- Singapore’s bootstrapped Anywheel grew to become the country’s top bike-sharing operator.
- Anywheel now eyes expansion in Singapore and its third Southeast Asian market entry this year.
- The firm succeeded via national regulation alignment and emerging ad revenue streams.
When Htay Aung founded Anywheel in 2017 amidst Singapore’s bike-sharing boom, the bootstrapped startup was dwarfed by billion-dollar-backed rivals like Ofo and Mobike.
Yet today, as those major players have exited the market, Anywheel stands as Singapore’s largest remaining bike-sharing operator, with 30,000 bikes and over 1.3 million users.
Beating the odds
The company succeeded against the odds by avoiding pitfalls like lax parking enforcement and user deposit models, which hastened the demise of earlier sharing startups.
Instead, Anywheel aligned with 2018 national regulations on designated parking stations and has never required deposits.

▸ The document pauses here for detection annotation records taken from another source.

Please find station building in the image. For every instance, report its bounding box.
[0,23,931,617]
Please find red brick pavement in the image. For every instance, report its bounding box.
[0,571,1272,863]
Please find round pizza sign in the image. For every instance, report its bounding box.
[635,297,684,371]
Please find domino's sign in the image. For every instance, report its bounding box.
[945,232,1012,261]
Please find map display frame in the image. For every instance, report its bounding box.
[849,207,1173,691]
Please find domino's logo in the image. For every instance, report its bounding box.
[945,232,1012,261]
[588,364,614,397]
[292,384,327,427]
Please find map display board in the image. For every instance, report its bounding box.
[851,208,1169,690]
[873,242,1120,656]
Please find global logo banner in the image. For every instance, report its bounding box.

Aiming to expand geographically
During COVID-19 lockdowns, Anywheel pivoted to meet leisure riding demand. And while ridership patterns have since reverted closer to pre-pandemic commuting usage, advertising revenue is emerging as a second key income stream.
Major brands are being pitched on bike advertising’s advantages like high pedestrian visibility and eco-friendliness.
Anywheel aims now to expand its fleet and geographic footprint in Singapore, enter a third Southeast Asian market this year, and assess a fourth market beyond the region. Seven years on as bike-sharing’s biggest survivor story locally, the company continues to prove skeptics wrong.